Her eyes said something completely different. They were bright and glossy, as if she too was looking back through memories of the previous evening.
“You okay, Holly?” her sister yelled loudly from the doorway, causing people to turn their heads and see the two of us standing off against one another.
I chose to ignore Hope.
“I know you felt it during our kiss,” I leaned in and whispered.
It would never work between us, but I didn’t want her to walk away mad. We may not have had a future together, but we didn’t have to always be enemies. How did I turn my back on the one woman who made me feel? Who made me smile?
She thumbed the corner of her folder, and when theproximity between us closed and she didn’t reach out and slap me, I counted it a win.
“You did. Didn’t you?” I asked when she didn’t answer, but her closed-mouth expression told the truth.
Holly tried to step around me, but I blocked her path. She huffed out a quick breath and then when her gaze met mine again, it was full of anger. “Your father came to my farm two years ago and threatened my brother’s fiancée. He tried to take a family legacy from us.”
I’d heard the stories, and while I understood she might see it that way, it differed completely from our perspective. My father tried to buy the Oceanview Orchards Farm for years while the farm crumbled, and right when it looked like they’d finally sell after leading us on for almost a decade, the second Halliday stepped in and became a hero.
Our offer was more than fair to each of the siblings. Their parents could’ve taken the money and started new ventures. But that didn’t mean I agreed with my father’s tactics or the way he exerted pressure on the family. Maine had millions of apple trees. We could get the product we needed elsewhere. Oceanview Orchards wasn’t the only farm on the market.
“I know, but that wasn’t me.”
“Wasn’t it? Aren’t you all the same?”
I jerked my head at that insult. “Are you the same as every member of your family?”

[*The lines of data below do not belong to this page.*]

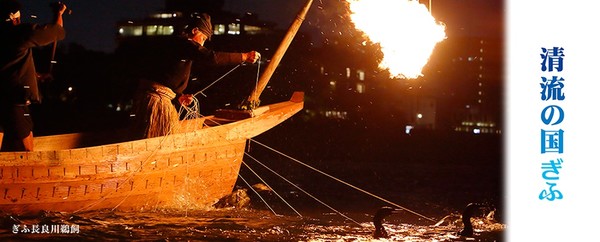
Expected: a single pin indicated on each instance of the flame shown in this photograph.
(405, 30)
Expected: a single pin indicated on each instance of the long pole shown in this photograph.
(253, 100)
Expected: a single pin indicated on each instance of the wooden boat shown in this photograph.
(190, 169)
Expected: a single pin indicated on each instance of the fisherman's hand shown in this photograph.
(251, 57)
(186, 99)
(59, 8)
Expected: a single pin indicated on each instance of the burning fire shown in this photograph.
(405, 30)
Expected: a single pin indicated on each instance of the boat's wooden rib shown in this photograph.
(192, 168)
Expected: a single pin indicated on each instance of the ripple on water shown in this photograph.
(236, 225)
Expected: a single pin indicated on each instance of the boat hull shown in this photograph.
(191, 169)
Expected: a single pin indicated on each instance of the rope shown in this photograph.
(218, 79)
(261, 198)
(345, 183)
(305, 192)
(280, 197)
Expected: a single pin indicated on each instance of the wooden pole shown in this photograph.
(253, 100)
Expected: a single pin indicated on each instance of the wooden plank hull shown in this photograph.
(190, 169)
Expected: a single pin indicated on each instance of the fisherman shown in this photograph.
(18, 77)
(167, 72)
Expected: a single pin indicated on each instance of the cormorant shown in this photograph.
(378, 221)
(466, 218)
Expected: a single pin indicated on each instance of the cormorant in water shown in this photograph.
(378, 221)
(466, 218)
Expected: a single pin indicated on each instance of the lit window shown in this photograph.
(249, 29)
(151, 29)
(165, 30)
(219, 29)
(131, 30)
(360, 87)
(361, 75)
(234, 29)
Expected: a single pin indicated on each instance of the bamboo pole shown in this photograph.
(253, 100)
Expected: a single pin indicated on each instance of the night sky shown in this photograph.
(92, 23)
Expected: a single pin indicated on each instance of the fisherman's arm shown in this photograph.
(48, 33)
(224, 58)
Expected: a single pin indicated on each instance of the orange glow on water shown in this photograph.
(405, 30)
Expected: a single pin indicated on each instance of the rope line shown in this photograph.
(254, 190)
(218, 79)
(305, 192)
(343, 182)
(280, 197)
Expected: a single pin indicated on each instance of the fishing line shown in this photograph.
(218, 79)
(261, 198)
(343, 182)
(305, 192)
(280, 197)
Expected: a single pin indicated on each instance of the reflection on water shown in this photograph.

“Well, no, but,” Holly sputtered. “You know what I mean. And then last year you sent the county inspector, who almost shut the farm down right before Christmas.”

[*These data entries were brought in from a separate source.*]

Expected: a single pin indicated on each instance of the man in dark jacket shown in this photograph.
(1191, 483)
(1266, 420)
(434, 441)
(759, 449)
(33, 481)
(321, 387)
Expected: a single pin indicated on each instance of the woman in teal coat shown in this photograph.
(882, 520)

That accusation was my turn to cringe. It’d been my cousin Shawn’s idea, and it almost worked.
Sure, I wanted to win and win hard. I wanted our farm labeled the best apple orchard in Maine, but I wasn’t willing to resort to unethical tactics to do so. “I know my dad is an asshole, but that doesn’t mean I am.”

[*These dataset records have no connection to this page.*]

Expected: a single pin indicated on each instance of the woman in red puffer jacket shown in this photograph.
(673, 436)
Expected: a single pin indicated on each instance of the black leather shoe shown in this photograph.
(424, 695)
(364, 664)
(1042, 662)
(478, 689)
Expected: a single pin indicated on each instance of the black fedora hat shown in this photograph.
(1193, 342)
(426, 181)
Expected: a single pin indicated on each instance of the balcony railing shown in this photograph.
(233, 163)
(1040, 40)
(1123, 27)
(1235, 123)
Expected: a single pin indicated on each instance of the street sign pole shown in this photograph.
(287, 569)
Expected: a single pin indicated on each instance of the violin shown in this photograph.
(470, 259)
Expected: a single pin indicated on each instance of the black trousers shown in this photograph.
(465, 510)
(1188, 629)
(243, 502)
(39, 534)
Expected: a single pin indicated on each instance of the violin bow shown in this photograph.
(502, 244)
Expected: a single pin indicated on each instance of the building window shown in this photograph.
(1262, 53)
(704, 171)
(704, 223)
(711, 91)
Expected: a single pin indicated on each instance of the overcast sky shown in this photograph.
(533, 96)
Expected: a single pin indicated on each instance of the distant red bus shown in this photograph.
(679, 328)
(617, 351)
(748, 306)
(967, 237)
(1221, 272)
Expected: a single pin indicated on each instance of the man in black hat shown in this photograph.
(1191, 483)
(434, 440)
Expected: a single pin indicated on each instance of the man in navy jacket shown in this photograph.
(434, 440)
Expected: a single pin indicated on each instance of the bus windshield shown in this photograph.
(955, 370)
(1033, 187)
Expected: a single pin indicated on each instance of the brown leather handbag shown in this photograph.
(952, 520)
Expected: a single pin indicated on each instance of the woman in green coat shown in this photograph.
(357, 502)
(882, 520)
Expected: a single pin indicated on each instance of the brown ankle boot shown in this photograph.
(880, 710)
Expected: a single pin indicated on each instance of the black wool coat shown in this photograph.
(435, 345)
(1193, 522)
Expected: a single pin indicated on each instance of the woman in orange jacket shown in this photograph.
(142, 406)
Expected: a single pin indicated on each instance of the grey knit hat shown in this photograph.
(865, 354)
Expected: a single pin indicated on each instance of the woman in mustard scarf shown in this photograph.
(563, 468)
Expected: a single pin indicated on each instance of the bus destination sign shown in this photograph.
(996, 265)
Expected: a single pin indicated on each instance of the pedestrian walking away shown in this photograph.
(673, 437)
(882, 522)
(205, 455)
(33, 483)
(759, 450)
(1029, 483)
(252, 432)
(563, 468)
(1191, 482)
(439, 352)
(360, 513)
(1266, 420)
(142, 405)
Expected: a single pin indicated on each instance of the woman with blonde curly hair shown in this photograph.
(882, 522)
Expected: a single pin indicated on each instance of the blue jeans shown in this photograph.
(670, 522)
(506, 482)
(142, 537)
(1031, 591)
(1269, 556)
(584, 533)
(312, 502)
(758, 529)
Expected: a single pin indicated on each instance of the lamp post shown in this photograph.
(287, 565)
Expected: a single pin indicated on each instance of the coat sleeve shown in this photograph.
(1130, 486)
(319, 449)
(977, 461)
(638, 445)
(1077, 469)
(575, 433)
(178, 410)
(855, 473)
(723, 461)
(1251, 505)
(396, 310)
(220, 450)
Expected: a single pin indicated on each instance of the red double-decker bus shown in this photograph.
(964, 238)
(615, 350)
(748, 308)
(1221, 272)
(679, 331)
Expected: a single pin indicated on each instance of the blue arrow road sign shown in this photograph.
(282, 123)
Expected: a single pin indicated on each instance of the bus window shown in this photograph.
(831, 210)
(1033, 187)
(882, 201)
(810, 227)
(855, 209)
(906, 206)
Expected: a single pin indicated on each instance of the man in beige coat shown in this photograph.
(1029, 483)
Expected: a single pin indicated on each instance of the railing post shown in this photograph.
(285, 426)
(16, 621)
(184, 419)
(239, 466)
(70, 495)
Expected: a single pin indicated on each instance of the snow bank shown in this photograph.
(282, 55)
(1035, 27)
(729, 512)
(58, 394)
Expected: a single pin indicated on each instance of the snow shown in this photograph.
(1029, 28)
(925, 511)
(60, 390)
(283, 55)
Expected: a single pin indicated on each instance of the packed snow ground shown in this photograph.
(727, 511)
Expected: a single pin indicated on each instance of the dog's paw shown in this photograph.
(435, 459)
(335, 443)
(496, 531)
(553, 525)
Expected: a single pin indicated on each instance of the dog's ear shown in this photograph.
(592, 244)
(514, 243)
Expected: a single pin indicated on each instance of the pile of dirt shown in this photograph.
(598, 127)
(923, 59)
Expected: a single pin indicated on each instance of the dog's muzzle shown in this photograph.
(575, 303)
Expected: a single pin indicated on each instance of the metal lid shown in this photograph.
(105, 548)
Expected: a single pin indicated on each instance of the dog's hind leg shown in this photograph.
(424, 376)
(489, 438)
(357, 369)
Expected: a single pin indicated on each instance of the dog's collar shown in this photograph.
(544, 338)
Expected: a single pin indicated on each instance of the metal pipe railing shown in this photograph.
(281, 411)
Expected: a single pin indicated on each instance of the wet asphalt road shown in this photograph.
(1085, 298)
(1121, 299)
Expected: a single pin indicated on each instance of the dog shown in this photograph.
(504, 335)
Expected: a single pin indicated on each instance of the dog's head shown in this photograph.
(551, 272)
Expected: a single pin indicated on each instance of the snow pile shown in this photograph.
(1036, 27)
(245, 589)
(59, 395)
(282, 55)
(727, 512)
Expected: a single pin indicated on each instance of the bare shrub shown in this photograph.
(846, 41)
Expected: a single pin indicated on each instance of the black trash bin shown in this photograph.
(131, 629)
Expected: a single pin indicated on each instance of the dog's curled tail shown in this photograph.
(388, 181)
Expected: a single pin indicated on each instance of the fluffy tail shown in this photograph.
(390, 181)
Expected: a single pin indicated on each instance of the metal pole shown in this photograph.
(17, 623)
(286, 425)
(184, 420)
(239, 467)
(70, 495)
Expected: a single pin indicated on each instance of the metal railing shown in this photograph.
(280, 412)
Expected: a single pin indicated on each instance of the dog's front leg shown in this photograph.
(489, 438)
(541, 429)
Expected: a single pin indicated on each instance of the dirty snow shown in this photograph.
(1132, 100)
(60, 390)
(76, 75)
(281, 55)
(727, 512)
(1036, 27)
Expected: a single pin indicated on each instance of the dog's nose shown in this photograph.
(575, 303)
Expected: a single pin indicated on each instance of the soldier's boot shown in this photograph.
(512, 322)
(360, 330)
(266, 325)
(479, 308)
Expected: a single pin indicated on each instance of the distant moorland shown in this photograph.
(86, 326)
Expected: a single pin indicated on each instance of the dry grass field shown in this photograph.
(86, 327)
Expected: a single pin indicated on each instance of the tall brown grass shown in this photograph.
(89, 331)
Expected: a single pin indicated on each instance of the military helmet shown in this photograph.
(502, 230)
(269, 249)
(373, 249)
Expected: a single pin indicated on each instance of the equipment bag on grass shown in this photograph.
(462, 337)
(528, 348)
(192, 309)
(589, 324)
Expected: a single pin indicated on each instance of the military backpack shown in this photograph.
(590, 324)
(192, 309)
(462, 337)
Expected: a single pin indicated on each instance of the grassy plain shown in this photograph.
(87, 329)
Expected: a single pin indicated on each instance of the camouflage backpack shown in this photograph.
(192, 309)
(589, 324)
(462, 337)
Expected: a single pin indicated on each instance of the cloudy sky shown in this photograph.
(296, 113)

My answer finally drew emotion out of Holly. She almost dropped her folder but clutched it to her heart and put her other hand on her hip, leaning the upper portion of her body in my direction. “Oh, so does that mean that non-assholes lie about their name in order to take a girl out?”
When I answered, our lips were almost touching. I spoke so quietly only she heard, but the words were still full of spite. “I never lied.”
We were so close to one another, her breath skated across my lips. If we weren’t glaring at each other, it might almost look like we were two lovers coming in for a kiss.
But the air changed, and Holly’s shoulders fell. She took a step back. “Why do you even care? Let’s just call it over and be done with it.”
The thought that she could so easily forget our night sent shockwaves to my heart. “I care because I felt something.”
“Well, I didn’t,” she said, her eyes turning hard.
People gathered in the small hallway to watch our exchange, but I didn’t care who saw what happened between us. One side of my lips tipped up, and I shook my head. “Now who’s the liar?”
Holly flexed her hands again, crumpling the edge of her information folder. “You are. This is so stupid. Just like a Causebay.”
She pushed past me and headed for her sister. This time I let her, taking a few scant seconds to watch her asshe met up with her sister at the doorway and both of them pushed past the opening to take the first steps into the parking lot.
I waited until they were outside before I ran to catch up with them and yelled my next comment. “It is stupid, so let’s just resolve it.”
Holly wheeled on me at the passenger side door of a white Toyota. “What? How do you propose we do that?”
“Kiss me again.”
Her eyes widened, and she tipped her head back to catch a view of her sister. Hope stared at us so intently I swore her chest wasn’t moving, as if she didn’t dare take a breath. “You are crazy, William Causebay.”
“You scared?” I asked, inching closer to her. She fled backward until her back hit the vehicle. I’d show her how much I affected her.